Now, hang on. I didn't say the only, I said "one of the few". Whether or not academics are in elected offices is also a side-issue; as long as academics are taken seriously, I think that's sufficient to say that there is little hostility towards intellectuals. If you like political examples, though, it's worth noting that the current Canadian PM has a Master's in econ, and the leader of the Opposition Party, the Liberals, has a PhD in sociology.

The U.S., the UK, and Australia are all quite religious yet developed. The Christian/conservative parties remain strong throughout other developed countries.

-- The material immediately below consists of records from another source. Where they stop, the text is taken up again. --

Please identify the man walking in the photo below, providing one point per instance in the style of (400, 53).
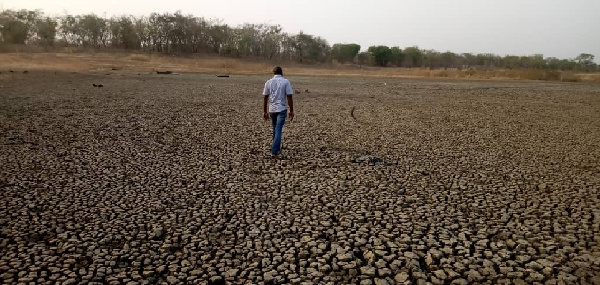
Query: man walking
(277, 96)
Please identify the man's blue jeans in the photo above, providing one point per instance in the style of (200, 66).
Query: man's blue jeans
(277, 120)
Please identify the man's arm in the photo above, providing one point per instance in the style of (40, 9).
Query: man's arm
(265, 113)
(291, 104)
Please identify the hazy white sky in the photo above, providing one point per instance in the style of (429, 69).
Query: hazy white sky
(558, 28)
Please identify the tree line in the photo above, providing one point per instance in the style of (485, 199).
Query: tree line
(179, 33)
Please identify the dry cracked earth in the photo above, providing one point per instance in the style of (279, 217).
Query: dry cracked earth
(164, 179)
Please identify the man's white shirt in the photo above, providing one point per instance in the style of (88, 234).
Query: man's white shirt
(277, 88)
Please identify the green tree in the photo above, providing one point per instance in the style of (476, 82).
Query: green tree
(397, 56)
(413, 57)
(363, 58)
(45, 30)
(585, 61)
(381, 55)
(344, 52)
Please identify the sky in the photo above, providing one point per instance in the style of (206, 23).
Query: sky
(554, 28)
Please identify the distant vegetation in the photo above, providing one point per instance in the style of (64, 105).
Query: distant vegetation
(178, 33)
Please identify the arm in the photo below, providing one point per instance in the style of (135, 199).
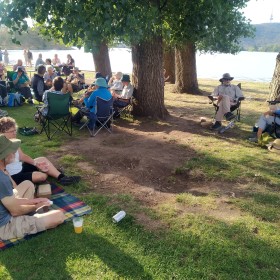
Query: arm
(25, 158)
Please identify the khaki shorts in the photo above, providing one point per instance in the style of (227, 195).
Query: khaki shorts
(20, 226)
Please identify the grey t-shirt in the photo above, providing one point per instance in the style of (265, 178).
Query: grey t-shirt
(6, 189)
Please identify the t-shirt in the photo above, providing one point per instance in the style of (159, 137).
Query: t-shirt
(16, 166)
(6, 189)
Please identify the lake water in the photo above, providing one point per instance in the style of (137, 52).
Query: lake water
(250, 66)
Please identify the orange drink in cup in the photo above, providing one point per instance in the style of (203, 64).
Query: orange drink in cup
(78, 224)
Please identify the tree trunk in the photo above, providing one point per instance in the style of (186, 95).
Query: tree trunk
(275, 83)
(147, 59)
(101, 59)
(169, 65)
(185, 70)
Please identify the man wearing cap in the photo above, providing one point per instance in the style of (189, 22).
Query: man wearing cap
(75, 81)
(115, 83)
(227, 96)
(17, 202)
(22, 82)
(90, 101)
(125, 98)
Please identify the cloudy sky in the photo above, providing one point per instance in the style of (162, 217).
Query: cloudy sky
(260, 11)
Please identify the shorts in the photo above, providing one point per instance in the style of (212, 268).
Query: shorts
(20, 226)
(25, 173)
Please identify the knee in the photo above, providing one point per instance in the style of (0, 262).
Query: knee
(39, 177)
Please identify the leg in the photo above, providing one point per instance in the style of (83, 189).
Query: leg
(25, 190)
(51, 219)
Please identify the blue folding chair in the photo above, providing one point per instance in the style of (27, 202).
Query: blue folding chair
(103, 118)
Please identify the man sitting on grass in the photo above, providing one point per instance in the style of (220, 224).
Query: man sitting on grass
(23, 167)
(227, 96)
(17, 203)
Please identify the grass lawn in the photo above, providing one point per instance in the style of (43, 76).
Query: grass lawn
(191, 242)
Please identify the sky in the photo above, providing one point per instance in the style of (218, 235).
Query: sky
(260, 11)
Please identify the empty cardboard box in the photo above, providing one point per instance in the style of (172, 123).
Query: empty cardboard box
(44, 191)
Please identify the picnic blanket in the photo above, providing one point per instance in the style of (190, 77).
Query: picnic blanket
(70, 204)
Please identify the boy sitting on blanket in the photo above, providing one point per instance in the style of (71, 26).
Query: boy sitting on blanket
(17, 203)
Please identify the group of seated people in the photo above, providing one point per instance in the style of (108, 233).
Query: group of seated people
(18, 174)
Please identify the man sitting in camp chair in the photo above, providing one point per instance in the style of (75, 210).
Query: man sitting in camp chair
(90, 102)
(123, 100)
(59, 87)
(227, 95)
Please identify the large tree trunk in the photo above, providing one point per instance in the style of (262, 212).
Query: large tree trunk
(275, 83)
(185, 70)
(101, 59)
(147, 59)
(169, 65)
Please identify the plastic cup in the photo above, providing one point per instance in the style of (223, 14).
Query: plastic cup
(78, 224)
(119, 216)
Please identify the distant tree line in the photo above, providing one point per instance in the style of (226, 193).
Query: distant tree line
(31, 39)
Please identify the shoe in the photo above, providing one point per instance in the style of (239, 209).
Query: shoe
(253, 139)
(229, 116)
(68, 180)
(217, 125)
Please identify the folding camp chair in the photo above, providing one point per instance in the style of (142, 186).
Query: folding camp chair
(103, 118)
(9, 82)
(58, 116)
(235, 108)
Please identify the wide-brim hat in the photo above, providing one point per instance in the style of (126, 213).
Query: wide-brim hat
(226, 76)
(274, 146)
(125, 78)
(8, 146)
(101, 82)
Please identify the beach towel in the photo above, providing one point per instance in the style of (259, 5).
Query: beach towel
(71, 205)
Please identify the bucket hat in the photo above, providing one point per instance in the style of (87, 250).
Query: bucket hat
(275, 146)
(8, 146)
(101, 82)
(226, 76)
(125, 78)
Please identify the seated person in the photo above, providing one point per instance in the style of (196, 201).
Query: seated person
(124, 99)
(227, 96)
(266, 121)
(2, 71)
(17, 202)
(49, 76)
(38, 84)
(68, 66)
(39, 61)
(115, 84)
(23, 167)
(22, 83)
(59, 87)
(75, 81)
(90, 102)
(19, 63)
(56, 61)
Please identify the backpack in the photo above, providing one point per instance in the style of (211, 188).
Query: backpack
(15, 99)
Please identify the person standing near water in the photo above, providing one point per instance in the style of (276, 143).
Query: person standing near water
(6, 57)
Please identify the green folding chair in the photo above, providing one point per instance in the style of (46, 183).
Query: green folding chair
(58, 118)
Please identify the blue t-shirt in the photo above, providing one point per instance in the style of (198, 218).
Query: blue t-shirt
(101, 92)
(6, 189)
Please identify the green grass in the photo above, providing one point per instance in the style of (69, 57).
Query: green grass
(199, 236)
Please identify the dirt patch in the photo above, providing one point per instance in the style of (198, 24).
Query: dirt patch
(141, 160)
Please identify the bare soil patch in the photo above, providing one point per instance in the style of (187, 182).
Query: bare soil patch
(141, 159)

You also can't connect Christian and conservative together outside the US. The terms take on very different meanings. For example, the current Canadian PM, Stephen Harper, is a "conservative", yet he is (apparently) content to allow same-sex marriages to continue and is at least paying lip service to environmental issues. The leader of the UK Tory party (David Cameron) is also really pushing environmental issues, legally-recognized same-sex partnerships, and national public healthcare. Harper is a Christian, but keeps it quiet; I'm not sure what, if any, particular religion Cameron practices.

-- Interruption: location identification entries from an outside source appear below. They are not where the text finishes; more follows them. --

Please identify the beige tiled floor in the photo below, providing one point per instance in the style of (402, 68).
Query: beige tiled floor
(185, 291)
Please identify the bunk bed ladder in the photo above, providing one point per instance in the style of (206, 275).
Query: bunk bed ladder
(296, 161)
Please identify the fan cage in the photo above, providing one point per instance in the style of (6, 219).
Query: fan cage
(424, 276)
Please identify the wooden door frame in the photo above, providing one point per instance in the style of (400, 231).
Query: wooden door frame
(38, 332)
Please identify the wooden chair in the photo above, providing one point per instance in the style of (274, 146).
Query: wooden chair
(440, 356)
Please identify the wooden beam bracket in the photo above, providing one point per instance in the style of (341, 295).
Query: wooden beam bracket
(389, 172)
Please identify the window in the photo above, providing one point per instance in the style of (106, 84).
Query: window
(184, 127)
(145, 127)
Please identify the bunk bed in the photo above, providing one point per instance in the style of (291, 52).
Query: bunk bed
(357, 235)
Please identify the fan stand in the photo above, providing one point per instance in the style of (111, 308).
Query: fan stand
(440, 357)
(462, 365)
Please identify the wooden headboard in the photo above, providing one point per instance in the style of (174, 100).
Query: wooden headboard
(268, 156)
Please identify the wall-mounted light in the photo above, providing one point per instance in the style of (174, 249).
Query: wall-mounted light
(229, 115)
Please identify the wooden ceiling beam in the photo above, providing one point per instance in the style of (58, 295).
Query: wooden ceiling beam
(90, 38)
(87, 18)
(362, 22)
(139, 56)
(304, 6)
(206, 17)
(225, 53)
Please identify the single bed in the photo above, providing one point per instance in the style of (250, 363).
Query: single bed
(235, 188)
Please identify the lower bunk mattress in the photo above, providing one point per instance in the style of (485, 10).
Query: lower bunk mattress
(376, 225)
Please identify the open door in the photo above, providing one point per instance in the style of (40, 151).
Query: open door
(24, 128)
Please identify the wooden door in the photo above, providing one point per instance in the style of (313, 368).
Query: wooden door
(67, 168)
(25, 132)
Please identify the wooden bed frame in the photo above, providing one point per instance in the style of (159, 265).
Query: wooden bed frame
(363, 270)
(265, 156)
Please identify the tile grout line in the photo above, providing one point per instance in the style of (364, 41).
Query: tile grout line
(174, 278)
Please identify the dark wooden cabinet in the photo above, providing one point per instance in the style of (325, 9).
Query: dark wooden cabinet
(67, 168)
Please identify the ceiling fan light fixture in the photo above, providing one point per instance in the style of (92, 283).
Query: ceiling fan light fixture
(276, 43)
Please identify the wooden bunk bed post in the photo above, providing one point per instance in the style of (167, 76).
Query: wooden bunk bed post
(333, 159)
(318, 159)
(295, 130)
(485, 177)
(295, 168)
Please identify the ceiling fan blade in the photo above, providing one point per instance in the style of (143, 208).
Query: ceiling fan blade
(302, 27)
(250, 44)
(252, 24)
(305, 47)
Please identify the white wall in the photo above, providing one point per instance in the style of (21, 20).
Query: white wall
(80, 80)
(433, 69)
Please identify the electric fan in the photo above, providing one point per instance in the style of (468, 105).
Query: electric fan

The point is: American "conservatism" is a much more extreme, radicalized beast than conservatism in most of the West, and the connection to religion is really peculiar to the US. There are indeed religious parties in other countries, but they are very marginal. In Canada, for example, the Christian Heritage Party consistently polls at less than 1% nationally.

So basically you believe that people can be irrational throughout their live, then suddenly adopt rationality The evidence seems scant through my anecdotal evidence, and it would suggest that these people undergo a life-changing epiphany. I suspect most people live their lives by a fallacious 'appeal to the majority or authority' belief, and coincidentally it turns them towards rational beliefs when the majority does.

That's certainly possible (although, if they act in a way consistent with rationality, on what basis can we say they are not really rational?). But I don't see any a priori reason to reject the possibility of conversion.